Unaided smoking cessation was the most popular method among Thais attempting to quit smoking; more than 99% of both successful and unsuccessful quitters used this method. A significantly higher proportion of successful quitters favored stopping their smoking abruptly than did unsuccessful quitters. Depending on the cessation phases (nicotine withdrawal or relapse prevention), cessation-supporting factors included a doctor's recommendation to stop smoking due to smoker's sickness (OR=2.6; 95% CI: 1.9-3.6), having a grandchild (OR=2.5; 95% CI: 1.1-5.6) or child (OR=2.0; 95% CI: 1.2-3.1), exercising (OR=13.9; 95% CI: 7.2-26.9), avoiding smokers (OR=6.7; 95% CI: 4.1-11.1), self-efficacy (OR=8.5; 95% CI: 3.6-20.0), having a good appetite (OR=1.9; 95% CI: 1.3-2.8), wishing to avoid the unpleasant smell of other people's smoking after cessation (OR=3.7; 95% CI: 2.5-5.5), smoking prohibitions in public places (OR=2.8; 95% CI: 1.2-6.4) and workplaces (OR=4.5; 95% CI: 1.9-10.3), and expensive tobacco (OR=1.9; 95% CI: 1.3-2.9). Barriers to successful cessation included using roll-your-own (OR=0.4; 95% CI: 0.3-0.5), insomnia (OR=0.3; 95% CI: 0.2-0.5), social pressure to smoke (OR=0.4; 95% CI: 0.3-0.6), associating smoking with a habit/specific activity (OR=0.4; 95% CI: 0.3-0.5), and pleasure of smoking (OR=0.5; 95% CI: 0.3-0.7).

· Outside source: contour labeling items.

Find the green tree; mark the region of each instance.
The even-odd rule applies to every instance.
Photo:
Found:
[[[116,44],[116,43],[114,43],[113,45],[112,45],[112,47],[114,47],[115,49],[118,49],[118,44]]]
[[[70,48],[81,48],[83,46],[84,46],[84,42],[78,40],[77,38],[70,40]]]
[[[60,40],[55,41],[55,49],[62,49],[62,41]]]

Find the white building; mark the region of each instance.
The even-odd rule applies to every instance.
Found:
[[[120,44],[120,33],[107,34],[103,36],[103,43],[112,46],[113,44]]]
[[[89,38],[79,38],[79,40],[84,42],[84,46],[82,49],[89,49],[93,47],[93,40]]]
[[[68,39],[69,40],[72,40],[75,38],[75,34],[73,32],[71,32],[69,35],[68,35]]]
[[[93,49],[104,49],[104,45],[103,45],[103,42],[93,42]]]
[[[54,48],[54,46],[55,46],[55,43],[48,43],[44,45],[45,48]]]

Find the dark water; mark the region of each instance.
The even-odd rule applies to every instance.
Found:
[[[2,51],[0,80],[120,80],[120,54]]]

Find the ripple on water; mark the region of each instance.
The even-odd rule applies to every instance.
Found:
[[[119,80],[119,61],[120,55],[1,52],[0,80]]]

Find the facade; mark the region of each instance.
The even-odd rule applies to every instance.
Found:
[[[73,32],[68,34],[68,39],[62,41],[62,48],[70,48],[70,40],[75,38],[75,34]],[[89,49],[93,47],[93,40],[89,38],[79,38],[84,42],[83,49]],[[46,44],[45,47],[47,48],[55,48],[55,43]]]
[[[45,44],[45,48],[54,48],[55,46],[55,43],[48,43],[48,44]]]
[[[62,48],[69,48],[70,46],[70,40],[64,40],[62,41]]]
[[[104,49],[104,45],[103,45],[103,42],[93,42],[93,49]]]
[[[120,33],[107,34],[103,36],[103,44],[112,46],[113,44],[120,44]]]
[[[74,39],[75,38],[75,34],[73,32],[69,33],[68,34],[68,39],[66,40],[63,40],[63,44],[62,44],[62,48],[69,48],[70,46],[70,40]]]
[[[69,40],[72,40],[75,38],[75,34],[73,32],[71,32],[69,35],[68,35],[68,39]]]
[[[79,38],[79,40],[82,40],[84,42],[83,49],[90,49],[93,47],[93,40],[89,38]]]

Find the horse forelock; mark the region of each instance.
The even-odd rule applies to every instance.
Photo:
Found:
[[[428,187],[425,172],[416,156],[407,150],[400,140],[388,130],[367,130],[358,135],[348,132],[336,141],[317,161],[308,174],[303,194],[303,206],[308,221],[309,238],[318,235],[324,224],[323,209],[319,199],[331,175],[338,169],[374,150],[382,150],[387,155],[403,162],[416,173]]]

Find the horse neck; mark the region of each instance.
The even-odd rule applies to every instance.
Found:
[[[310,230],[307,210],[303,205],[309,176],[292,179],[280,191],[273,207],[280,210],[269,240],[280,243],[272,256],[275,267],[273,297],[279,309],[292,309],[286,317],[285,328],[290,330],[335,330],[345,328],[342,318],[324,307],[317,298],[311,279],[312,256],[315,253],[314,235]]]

This study highlights several factors found to influence successful smoking cessation among Thai smokers which can be used to design a guideline for unaided smoking cessation, and for smoking cessation enhancement programs and policies.
尽管自1992年以来泰国就实施了全面的烟草控制政策,但自2009年以来泰国的吸烟率并未下降,这表明可能需要采取针对个人层面的措施。本研究调查了影响泰国人成功戒烟尝试的因素。
采用病例对照设计,比较了284名成功戒烟者(定义为已戒烟至少六个月)和837名未成功戒烟者的戒烟经历,这些人都是长期每日吸烟者,使用了社会人口统计学数据、吸烟行为以及他们上次戒烟尝试的戒烟经历。数据收集于2020年8月至12月期间。采用多变量调整逻辑回归分析。
在试图戒烟的泰国人中,自主戒烟是最常见的方法;超过99%的成功和未成功戒烟者都采用了这种方法。与未成功戒烟者相比,成功戒烟者中倾向于突然戒烟的比例显著更高。根据戒烟阶段(尼古丁戒断或预防复吸),有助于戒烟的因素包括因吸烟者患病医生建议戒烟(比值比[OR]=2.6;95%置信区间[CI]:1.9 - 3.6)、有孙子(OR=2.5;95% CI:1.1 - 5.6)或孩子(OR=2.0;95% CI:1.2 - 3.1)、进行体育锻炼(OR=13.9;95% CI:7.2 - 26.9)、避开吸烟者(OR=6.7;95% CI:4.1 - 11.1)、自我效能感(OR=8.5;95% CI:3.6 - 20.0)、食欲良好(OR=1.9;95% CI:1.3 - 2.8)、希望戒烟后避免他人吸烟的难闻气味(OR=3.7;95% CI:2.5 - 5.5)、公共场所(OR=2.8;95% CI:1.2 - 6.4)和工作场所(OR=4.5;95% CI:1.9 - 10.3)的吸烟禁令以及烟草价格昂贵(OR=1.9;95% CI:1.3 - 2.9)。成功戒烟的障碍包括吸自卷烟(OR=0.4;95% CI:0.3 - 0.5)、失眠(OR=0.3;95% CI:0.2 - 0.5)、吸烟的社会压力(OR=0.4;95% CI:0.3 - 0.6)、将吸烟与一种习惯/特定活动联系起来(OR=0.4;95% CI:0.3 - 0.5)以及吸烟的愉悦感(OR=0.5;95% CI:0.3 - 0.7)。
本研究突出了一些被发现影响泰国吸烟者成功戒烟的因素,这些因素可用于制定自主戒烟指南以及戒烟强化项目和政策。